Mike Vail is a writer who divides his time between San Clemente and Twentynine Palms, which probably puts him in his own demographic cohort. I asked him to describe the two desert communities that bookend Joshua Tree.

Yucca Valley had the first traffic signal, the first curbs and gutters, and it’s home to many chain restaurants and stores, Vail said.

“Twentynine Palms, by contrast, has stuck more to what its historic personality has been like. It’s still rural and remote,” Vail said. “It just feels a little more raw than Yucca Valley.”

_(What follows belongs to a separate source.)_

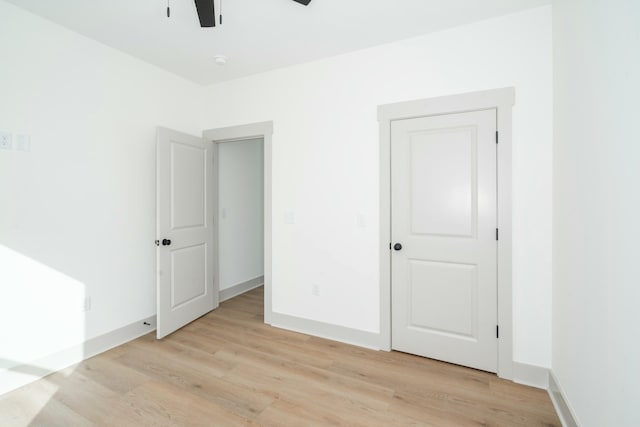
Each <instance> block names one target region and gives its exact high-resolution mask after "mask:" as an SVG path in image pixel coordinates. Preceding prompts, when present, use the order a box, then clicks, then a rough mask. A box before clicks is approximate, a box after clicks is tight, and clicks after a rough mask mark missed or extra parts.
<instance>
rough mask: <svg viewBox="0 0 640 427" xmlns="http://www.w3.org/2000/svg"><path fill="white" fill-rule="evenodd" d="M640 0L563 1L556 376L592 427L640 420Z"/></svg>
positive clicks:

Writer Deanne Stillman lived in the community for most of the 1990s while researching 2001’s “Twentynine Palms,” her true-crime account of the murder of two young women by a troubled Marine. Sometimes compared to “In Cold Blood,” Stillman’s book brought scrutiny from the outside world, not all of it welcome.

As Stillman was at the festival too, I asked what struck her about the town on this return visit.

“Wow, there’s a lot of gentrification that’s happened,” she replied. “More so in Joshua Tree. I know a lot of locals are worried about Twentynine Palms losing its essential character due to the influx of people from L.A.”

Stillman didn’t seem worried herself. That’s because the surroundings are so vast, so extreme.

“In the end,” she told me, “the desert always has the last word.”